TODAY: Kremlin doctrine addresses perceived cyber threats; Lavrov blames European refugee crisis on reckless actions of unnamed countries; Russians make record number of asylum applications to US; RBC appeals to BP for help in the Rosneft damages case that will likely sink it; Bashneft management to be legally scrutinised; Kadyrov will not be questioned in Nemtsov murder case. 

In its new information-security doctrine that addresses various cyber-threats and how it plans to deal with them, the Kremlin asserts that Russian journalists are often hampered in their duties abroad and that the moral values of Russian youth are being targeted by informational activity, and makes a call for the development of a national system to manage the Internet.  The doctrine also includes a plan to make Russia’s internet more autonomous by increasing domestic servers, thus allowing it to be switched off from the rest of the world in a time of war.  Foreign Minister Sergei Lavrov blamed Europe’s refugee crisis on recklessness, criticising nameless countries who ‘intrude into others’ affairs, mess up things and just go, leaving it to all other countries to do the cleanup work’.  Brian Whitmore discusses the question of Europe as a problematic entity for Russia due to its presentation of ‘a transparent and democratic model of governance close to Russia’s borders that directly challenges the authoritarian kleptocracy in the Kremlin‘.  Russian applications for US asylum are at their highest level in over 20 years.  The economy is due to return to growth in the first quarter of next year, according to the Central Bank.

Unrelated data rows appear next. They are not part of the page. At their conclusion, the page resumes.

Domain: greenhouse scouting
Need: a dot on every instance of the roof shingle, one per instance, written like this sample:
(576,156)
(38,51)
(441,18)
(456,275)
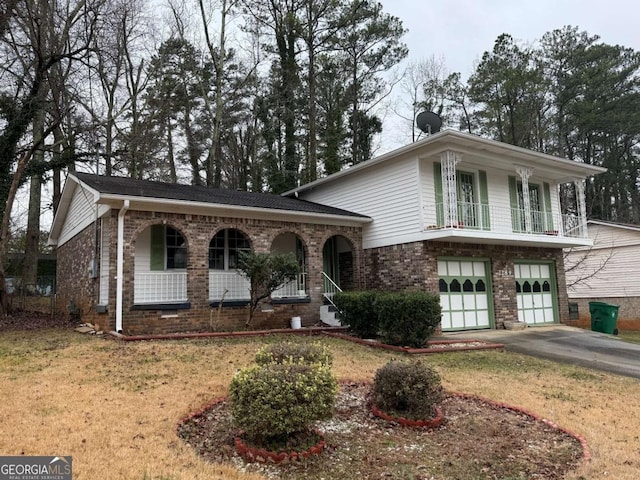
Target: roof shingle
(147,189)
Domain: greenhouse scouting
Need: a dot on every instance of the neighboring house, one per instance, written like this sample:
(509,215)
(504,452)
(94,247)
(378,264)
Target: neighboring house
(476,220)
(607,271)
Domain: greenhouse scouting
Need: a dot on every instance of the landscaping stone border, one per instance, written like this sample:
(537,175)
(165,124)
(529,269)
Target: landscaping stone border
(470,344)
(316,449)
(261,455)
(247,333)
(335,332)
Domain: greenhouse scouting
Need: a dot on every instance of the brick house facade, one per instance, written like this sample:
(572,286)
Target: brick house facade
(475,220)
(413,266)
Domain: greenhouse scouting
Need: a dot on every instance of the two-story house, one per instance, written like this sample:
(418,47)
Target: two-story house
(475,220)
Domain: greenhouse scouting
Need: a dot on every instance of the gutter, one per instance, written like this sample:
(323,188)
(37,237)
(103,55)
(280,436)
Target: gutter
(120,265)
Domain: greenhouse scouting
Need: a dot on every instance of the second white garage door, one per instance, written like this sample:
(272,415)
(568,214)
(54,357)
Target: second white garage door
(464,294)
(536,293)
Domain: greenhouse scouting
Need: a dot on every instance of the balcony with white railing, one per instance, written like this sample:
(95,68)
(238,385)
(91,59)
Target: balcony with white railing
(501,224)
(160,287)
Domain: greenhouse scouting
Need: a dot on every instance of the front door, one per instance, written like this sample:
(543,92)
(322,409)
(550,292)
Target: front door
(464,294)
(536,293)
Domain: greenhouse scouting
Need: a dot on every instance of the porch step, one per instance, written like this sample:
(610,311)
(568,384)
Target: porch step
(329,315)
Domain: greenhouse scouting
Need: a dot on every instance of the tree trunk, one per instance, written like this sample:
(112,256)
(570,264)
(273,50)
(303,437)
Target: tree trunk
(32,244)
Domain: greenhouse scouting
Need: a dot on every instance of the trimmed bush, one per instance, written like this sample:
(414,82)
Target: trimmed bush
(408,318)
(407,389)
(273,401)
(357,310)
(289,352)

RBC, Russia’s largest independent media company, is facing a potentially bankrupting damages claim (the largest in Russian history) for an article claiming that Rosneft head Igor Sechin attempted to manipulate the privatisation of the company’s shares; RBC is accusing minority owner BP of ‘complicity’ with the case for refusing to break its silence on the lawsuit.  A Kremlin official says he has major questions about the effectiveness of the previous management of Bashneft, and that they will be legally assessed in the near future.  Russia’s tough conditions for rejoining the Parliamentary Assembly of the Council of Europe (PACE) include a demand for its vote to be reinstated.

A 46-year-old shopkeeper from Sochi is serving a 7-year prison sentence for high treason for sending two text messages.  The Moscow court hearing the case of Boris Nemtsov’s murder has rejected a request to summon Chechen leader Ramzan Kadyrov for questioning.

PHOTO: Mikhail Baburin, 66, talks to his cat Marquis at his house in the remote Siberian village of Mikhailovka, Krasnoyarsk region, Russia, December 06, 2016.